Witchhazel and Christmas rose really command attention because their flowers are so unexpected. Most evergreens feature some varieties that burst with color. Try a golden or bluish conifer or a variegated broadleaf like euonymus. There are endless sizes, shapes and textures to work in any landscape.
The scaffold, the trees' and shrubs' bare bones, really put on a show in the winter when the foliage is out of the way. The wings on the stems of a burning bush or the spidery traces of Boston ivy snaking along a wall are wonderful surprises. Harry Lauder's walking stick and corkscrew willow have tremendously twisted branches.
Herbaceous perennials that die back in the winter also add structure. Golden brown and tan grasses look great popping out of the snow, adding a lazy movement that only shows up at this time of year. Purple coneflower, black-eyed Susan and other stiff-stemmed flowers stand up to winter winds and provide a little food for wild birds. Pigsqueak turns a vibrant, golden orange while keeping its ground hugging form. Yucca shoots blossoms to the sky like winter fireworks.

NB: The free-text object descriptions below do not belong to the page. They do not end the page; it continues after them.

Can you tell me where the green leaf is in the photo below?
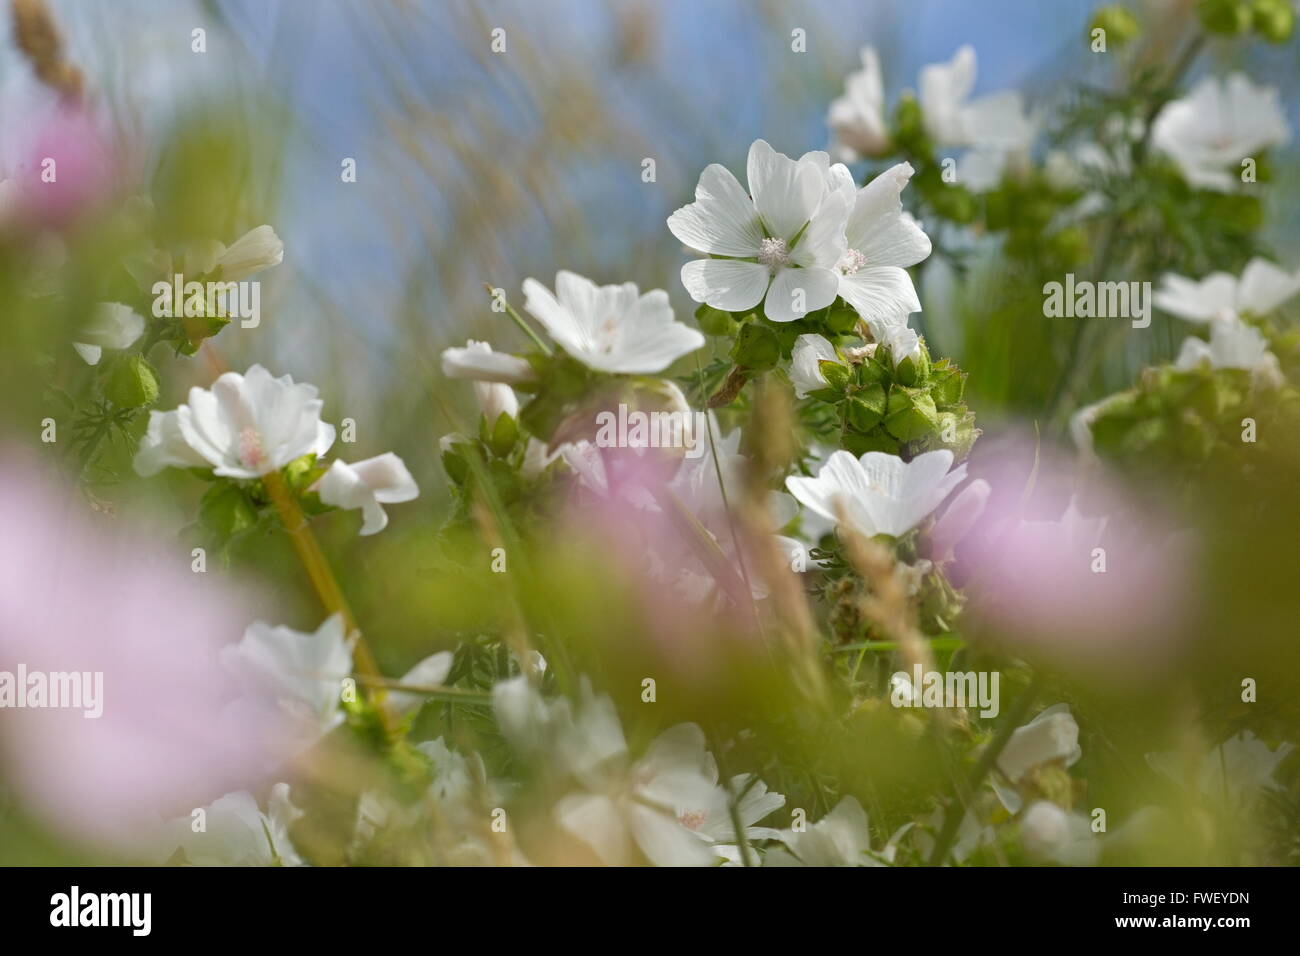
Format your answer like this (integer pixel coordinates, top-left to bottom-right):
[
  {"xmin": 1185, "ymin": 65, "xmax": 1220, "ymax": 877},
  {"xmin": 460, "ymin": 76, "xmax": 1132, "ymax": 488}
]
[
  {"xmin": 199, "ymin": 482, "xmax": 258, "ymax": 540},
  {"xmin": 819, "ymin": 359, "xmax": 852, "ymax": 391},
  {"xmin": 104, "ymin": 354, "xmax": 160, "ymax": 408},
  {"xmin": 487, "ymin": 411, "xmax": 519, "ymax": 458},
  {"xmin": 885, "ymin": 387, "xmax": 939, "ymax": 442},
  {"xmin": 694, "ymin": 303, "xmax": 738, "ymax": 336},
  {"xmin": 731, "ymin": 322, "xmax": 781, "ymax": 370},
  {"xmin": 848, "ymin": 383, "xmax": 887, "ymax": 431}
]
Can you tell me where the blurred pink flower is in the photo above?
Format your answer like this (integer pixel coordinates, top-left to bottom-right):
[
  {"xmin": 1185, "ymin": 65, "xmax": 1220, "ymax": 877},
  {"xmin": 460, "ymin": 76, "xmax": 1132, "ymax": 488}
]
[
  {"xmin": 953, "ymin": 434, "xmax": 1195, "ymax": 678},
  {"xmin": 4, "ymin": 103, "xmax": 120, "ymax": 230},
  {"xmin": 0, "ymin": 453, "xmax": 285, "ymax": 851},
  {"xmin": 561, "ymin": 440, "xmax": 764, "ymax": 675}
]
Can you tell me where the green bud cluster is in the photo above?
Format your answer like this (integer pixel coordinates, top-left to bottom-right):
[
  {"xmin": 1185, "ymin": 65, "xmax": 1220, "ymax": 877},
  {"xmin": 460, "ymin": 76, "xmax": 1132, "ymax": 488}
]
[
  {"xmin": 808, "ymin": 335, "xmax": 979, "ymax": 460},
  {"xmin": 1088, "ymin": 362, "xmax": 1294, "ymax": 475}
]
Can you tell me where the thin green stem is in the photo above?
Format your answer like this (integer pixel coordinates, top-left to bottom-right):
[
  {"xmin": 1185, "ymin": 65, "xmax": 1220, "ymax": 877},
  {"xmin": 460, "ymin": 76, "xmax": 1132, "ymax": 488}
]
[{"xmin": 484, "ymin": 282, "xmax": 552, "ymax": 356}]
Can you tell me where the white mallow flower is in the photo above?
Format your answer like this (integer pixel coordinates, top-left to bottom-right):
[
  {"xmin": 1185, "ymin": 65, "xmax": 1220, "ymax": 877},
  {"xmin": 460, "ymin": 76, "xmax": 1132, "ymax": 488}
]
[
  {"xmin": 876, "ymin": 322, "xmax": 922, "ymax": 367},
  {"xmin": 441, "ymin": 339, "xmax": 536, "ymax": 386},
  {"xmin": 186, "ymin": 224, "xmax": 285, "ymax": 280},
  {"xmin": 993, "ymin": 703, "xmax": 1082, "ymax": 813},
  {"xmin": 1175, "ymin": 318, "xmax": 1284, "ymax": 387},
  {"xmin": 1155, "ymin": 258, "xmax": 1300, "ymax": 324},
  {"xmin": 835, "ymin": 163, "xmax": 933, "ymax": 326},
  {"xmin": 523, "ymin": 679, "xmax": 780, "ymax": 866},
  {"xmin": 1147, "ymin": 731, "xmax": 1293, "ymax": 808},
  {"xmin": 313, "ymin": 453, "xmax": 419, "ymax": 536},
  {"xmin": 1152, "ymin": 73, "xmax": 1289, "ymax": 192},
  {"xmin": 160, "ymin": 784, "xmax": 303, "ymax": 866},
  {"xmin": 555, "ymin": 720, "xmax": 777, "ymax": 867},
  {"xmin": 828, "ymin": 46, "xmax": 890, "ymax": 162},
  {"xmin": 768, "ymin": 796, "xmax": 884, "ymax": 867},
  {"xmin": 475, "ymin": 380, "xmax": 518, "ymax": 424},
  {"xmin": 521, "ymin": 271, "xmax": 703, "ymax": 373},
  {"xmin": 221, "ymin": 614, "xmax": 354, "ymax": 745},
  {"xmin": 785, "ymin": 448, "xmax": 967, "ymax": 539},
  {"xmin": 134, "ymin": 364, "xmax": 335, "ymax": 479},
  {"xmin": 133, "ymin": 408, "xmax": 210, "ymax": 476},
  {"xmin": 919, "ymin": 45, "xmax": 1033, "ymax": 149},
  {"xmin": 668, "ymin": 138, "xmax": 854, "ymax": 324},
  {"xmin": 73, "ymin": 302, "xmax": 145, "ymax": 365},
  {"xmin": 790, "ymin": 333, "xmax": 842, "ymax": 398},
  {"xmin": 1019, "ymin": 801, "xmax": 1099, "ymax": 867}
]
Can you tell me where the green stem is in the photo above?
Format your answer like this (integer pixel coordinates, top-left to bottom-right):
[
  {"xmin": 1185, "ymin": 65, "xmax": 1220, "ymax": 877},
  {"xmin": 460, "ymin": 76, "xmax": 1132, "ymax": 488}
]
[{"xmin": 484, "ymin": 282, "xmax": 552, "ymax": 356}]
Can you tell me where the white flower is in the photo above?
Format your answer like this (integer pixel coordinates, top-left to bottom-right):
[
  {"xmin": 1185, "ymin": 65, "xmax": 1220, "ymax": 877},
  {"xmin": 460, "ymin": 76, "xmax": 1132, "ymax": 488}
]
[
  {"xmin": 668, "ymin": 139, "xmax": 854, "ymax": 323},
  {"xmin": 556, "ymin": 720, "xmax": 773, "ymax": 867},
  {"xmin": 521, "ymin": 270, "xmax": 703, "ymax": 373},
  {"xmin": 785, "ymin": 448, "xmax": 967, "ymax": 539},
  {"xmin": 790, "ymin": 333, "xmax": 842, "ymax": 398},
  {"xmin": 834, "ymin": 163, "xmax": 932, "ymax": 328},
  {"xmin": 993, "ymin": 703, "xmax": 1082, "ymax": 813},
  {"xmin": 919, "ymin": 45, "xmax": 1032, "ymax": 149},
  {"xmin": 313, "ymin": 452, "xmax": 419, "ymax": 535},
  {"xmin": 1152, "ymin": 73, "xmax": 1289, "ymax": 192},
  {"xmin": 519, "ymin": 679, "xmax": 777, "ymax": 867},
  {"xmin": 492, "ymin": 675, "xmax": 570, "ymax": 755},
  {"xmin": 1148, "ymin": 731, "xmax": 1293, "ymax": 808},
  {"xmin": 212, "ymin": 224, "xmax": 284, "ymax": 280},
  {"xmin": 1019, "ymin": 801, "xmax": 1099, "ymax": 867},
  {"xmin": 387, "ymin": 652, "xmax": 454, "ymax": 716},
  {"xmin": 221, "ymin": 614, "xmax": 353, "ymax": 745},
  {"xmin": 135, "ymin": 364, "xmax": 335, "ymax": 479},
  {"xmin": 160, "ymin": 784, "xmax": 303, "ymax": 866},
  {"xmin": 769, "ymin": 796, "xmax": 883, "ymax": 866},
  {"xmin": 73, "ymin": 302, "xmax": 145, "ymax": 365},
  {"xmin": 441, "ymin": 339, "xmax": 536, "ymax": 388},
  {"xmin": 1175, "ymin": 318, "xmax": 1283, "ymax": 386},
  {"xmin": 828, "ymin": 46, "xmax": 890, "ymax": 162},
  {"xmin": 876, "ymin": 322, "xmax": 922, "ymax": 367},
  {"xmin": 928, "ymin": 478, "xmax": 990, "ymax": 562},
  {"xmin": 1155, "ymin": 258, "xmax": 1300, "ymax": 324},
  {"xmin": 133, "ymin": 409, "xmax": 210, "ymax": 476}
]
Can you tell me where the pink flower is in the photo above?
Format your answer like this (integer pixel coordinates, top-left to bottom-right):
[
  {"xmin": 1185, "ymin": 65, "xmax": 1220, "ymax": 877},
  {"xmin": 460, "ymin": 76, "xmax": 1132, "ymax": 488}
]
[
  {"xmin": 953, "ymin": 434, "xmax": 1195, "ymax": 679},
  {"xmin": 0, "ymin": 453, "xmax": 286, "ymax": 852},
  {"xmin": 4, "ymin": 103, "xmax": 120, "ymax": 230}
]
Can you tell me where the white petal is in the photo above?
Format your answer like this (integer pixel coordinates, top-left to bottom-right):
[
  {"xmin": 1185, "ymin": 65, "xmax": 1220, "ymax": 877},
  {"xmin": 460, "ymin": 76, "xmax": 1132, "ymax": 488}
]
[
  {"xmin": 667, "ymin": 163, "xmax": 763, "ymax": 257},
  {"xmin": 680, "ymin": 258, "xmax": 768, "ymax": 313},
  {"xmin": 1237, "ymin": 258, "xmax": 1300, "ymax": 316},
  {"xmin": 441, "ymin": 340, "xmax": 535, "ymax": 384},
  {"xmin": 216, "ymin": 225, "xmax": 284, "ymax": 281},
  {"xmin": 747, "ymin": 139, "xmax": 822, "ymax": 240},
  {"xmin": 838, "ymin": 267, "xmax": 921, "ymax": 325},
  {"xmin": 790, "ymin": 333, "xmax": 839, "ymax": 398},
  {"xmin": 388, "ymin": 651, "xmax": 454, "ymax": 715},
  {"xmin": 764, "ymin": 266, "xmax": 838, "ymax": 323}
]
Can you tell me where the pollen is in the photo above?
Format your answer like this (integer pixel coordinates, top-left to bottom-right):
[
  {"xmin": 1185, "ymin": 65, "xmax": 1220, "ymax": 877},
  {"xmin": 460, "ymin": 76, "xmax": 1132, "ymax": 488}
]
[
  {"xmin": 678, "ymin": 809, "xmax": 707, "ymax": 830},
  {"xmin": 757, "ymin": 236, "xmax": 790, "ymax": 271},
  {"xmin": 238, "ymin": 426, "xmax": 267, "ymax": 469},
  {"xmin": 837, "ymin": 248, "xmax": 868, "ymax": 276}
]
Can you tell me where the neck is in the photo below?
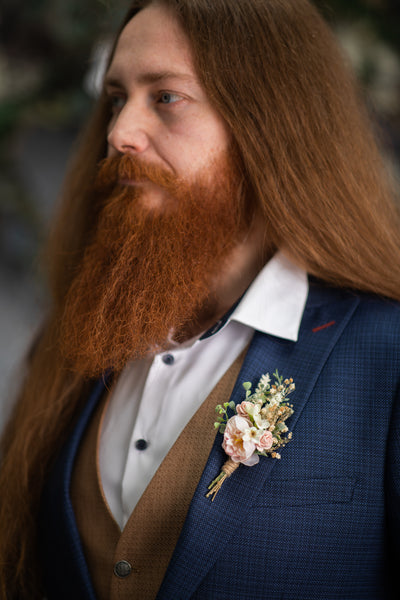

In winter, bark becomes a powerful landscape element. Stewartia and river birch have exfoliating bark that peels off in distinctive shapes. Silver green honey locust and smooth, bronze cherry are also effective players.
Select just a few places to highlight: the front door, views from a favorite room, and the most visible front corner of the lot are good places to feature. Draw a rough plan of the design, first concentrating on shapes, textures and colors. Then select favorite plants that work in your USDA zone and in the various exposures and microclimates in your unique location.
Remember colorful twigs will fade and scaffold shapes change as the plant matures. Keep everything trimmed in a pruning routine that will encourage a fresh crop of striking new growth year after year. And make a habit to tidy up the garden in the fall so it will start winter off looking fit.